And… that’s essentially it. And that’s all it needs to be, too, because Hardy is so expressive as the softly-spoken Ivan, bumbling his way through one awkward conversation after another as his life unravels. “She isn’t what you would call an oil painting,” he stammers while talking to his wife, furrowing his brow as he fills her in on the mother of his new child. Later, in a discussion with the pregnant Bethan (voiced by Olivia Colman), he switches between squirming discomfort and stoic deadpanning as she tries to force him to tell her he loves her. “Can’t you say it just once?” she begs. “No, but I can be there as fast as traffic will allow,” he offers instead.
Director Stephen Knight focuses so unflinchingly on Hardy that the interior of his BMW begins to feel like an claustrophobic bubble, where every flinch of his face, puffing of his cheeks or rolling back of a shirt sleeve is as revealing as a soliloquy. The building project isn’t just a work obligation; it becomes a gutsy, daring heist as Ivan and his assistant Donal (Sherlock’s Andrew Scott) bicker back-and-forth about safety measures and council procedures. “We’re stealing back the sky!” thunders Ivan and, an hour ago, you’d have thought them a pair of daft sods; now, you’re completely captivated by the story of a man, his flaky assistant and their quest to pour some concrete into a big hole.
And then there’s his personal mess: the stilted, awkward conversations with Bethan, the embarrassed silences with his wife, and most heartbreakingly, the scene in which he listens to his son tell him excitedly about the football match he missed.
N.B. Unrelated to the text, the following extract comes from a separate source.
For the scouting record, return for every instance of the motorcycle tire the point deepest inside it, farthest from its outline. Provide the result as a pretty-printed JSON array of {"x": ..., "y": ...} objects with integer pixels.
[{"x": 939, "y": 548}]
He sits, red-eyed, and eventually forces himself to snort out some laughter to appear normal, when he knows that in a few hours he’s going to have to break some life-changing news. It’s a masterclass in restrained tension and tetchiness.
It’s only when Knight veers from these naturalistic conversations that things go awry: there’s a series of vengeful monologues in which Ivan lambasts his layabout father for abandoning him as a boy, and reveals exactly why he’s so determined to to the right thing no matter the cost. They’re eloquent, but still fell less revealing than those uncomfortable phone calls. When Hardy’s as brilliantly subtle as this, there’s no need for hokey drama - here, he makes less mean so, so much more.